あのタンクを満たすのに以前は五時間かかった。いまは三時間ですむ。節約された二時間は俺のものーー俺に与えられた五時間ごとに二時間ずつ墓を遠ざけるかけがえのない自分の時間だ。 2020/07/31
久しぶりの終日在宅で早起きして部屋を片付け、落ち着きを取り戻そうとしている。今週サボり続けていたリングフィットもやって汗を流しなんとなく健康的な生活スタイルを取り戻した気がしてみたり。作業をしながらひたすらCDをiTunes(MacOS CatalinaからはMUSICという名前になってしまった)に取り込んでBGMとして流している。
手始めにAlicia De LarrochaのBoxセットを読み込んでいるのだけど、丸みのある高音が心地良くてたまらない。
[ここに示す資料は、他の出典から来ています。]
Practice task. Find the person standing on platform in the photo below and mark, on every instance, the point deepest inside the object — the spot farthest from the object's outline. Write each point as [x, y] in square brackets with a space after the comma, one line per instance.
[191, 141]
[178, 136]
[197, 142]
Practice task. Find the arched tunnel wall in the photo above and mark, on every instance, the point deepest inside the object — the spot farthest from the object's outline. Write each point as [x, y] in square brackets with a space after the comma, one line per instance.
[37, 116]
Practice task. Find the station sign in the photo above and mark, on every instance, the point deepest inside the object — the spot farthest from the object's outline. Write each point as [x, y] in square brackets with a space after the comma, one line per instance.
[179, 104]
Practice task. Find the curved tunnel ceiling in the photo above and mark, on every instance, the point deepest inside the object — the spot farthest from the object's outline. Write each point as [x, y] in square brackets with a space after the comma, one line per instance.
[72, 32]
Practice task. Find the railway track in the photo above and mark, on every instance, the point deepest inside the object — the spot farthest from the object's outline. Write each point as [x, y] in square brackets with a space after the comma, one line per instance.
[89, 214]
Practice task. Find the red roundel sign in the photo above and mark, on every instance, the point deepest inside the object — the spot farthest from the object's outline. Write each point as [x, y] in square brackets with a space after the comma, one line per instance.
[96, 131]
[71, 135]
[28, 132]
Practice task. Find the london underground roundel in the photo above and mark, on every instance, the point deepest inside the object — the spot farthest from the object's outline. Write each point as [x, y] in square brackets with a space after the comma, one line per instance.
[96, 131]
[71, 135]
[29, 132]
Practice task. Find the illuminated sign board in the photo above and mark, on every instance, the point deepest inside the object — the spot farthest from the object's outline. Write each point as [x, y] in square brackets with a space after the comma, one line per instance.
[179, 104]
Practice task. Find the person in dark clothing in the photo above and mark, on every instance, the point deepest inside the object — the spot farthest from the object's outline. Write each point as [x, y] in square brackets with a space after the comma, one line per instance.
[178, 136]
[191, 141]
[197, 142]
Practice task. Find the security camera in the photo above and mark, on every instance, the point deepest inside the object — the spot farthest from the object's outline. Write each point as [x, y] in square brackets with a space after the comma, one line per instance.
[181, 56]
いぶし銀の玉をころころと転がしたような優しい高音は、ジャズピアノで言えばRed Garlandのようなイメージなのだけど。それが全て簡単に、しかもお安く手に入る時代なのでなんとも素晴らしい世の中だなぁとは思うが、本当に価値あるものの対価がこれでいいのか、と一抹の不安も感じる。
それでもクラシックはまだ個人の偉業をアーカイブ化しようとする意志を感じるけれど、ジャズはからきしダメで、プレイヤー個人にフォーカスしたボックス企画などは昨今、本当に見ないなぁ、という印象。いや、もちろんマイルスとかコルトレーンとかそのクラスは廉価版出てるけど、もうちょっと他の人も出して欲しい、という感じ。もう、持ってるからね。文学においても個人全集というのはもうビジネスとして成立しなくなってきているし、古書も人気なく価格もだいぶ下がってきているのだけど、自分は個人の偉業を集大成した全集という形に対して憧れと、それを読んで網羅したという達成感が好きなタイプなので、全集大人買いをコツコツやっていきたいと思っている。まぁ、もうこれは単なる道楽としか言いようがないのだけど。
アイン・ランド、ついに3巻に突入。分厚く、重いが本質的な示唆に富む作品。アメリカの経済界の要人たちに影響を与えてきたというのもよくわかる。日本でもビジネス界隈の人たちでもっと読まれてもいいと思うんだけどな。
「俺は自分に必要なものをすべて生産しながら、手法を改善しつつある。そうして節約する一時間は俺の人生に加えられた一時間だ。あのタンクを満たすのに以前は五時間かかった。いまは三時間ですむ。節約された二時間は俺のものーー俺に与えられた五時間ごとに二時間ずつ墓を遠ざけるかけがえのない自分の時間だ。」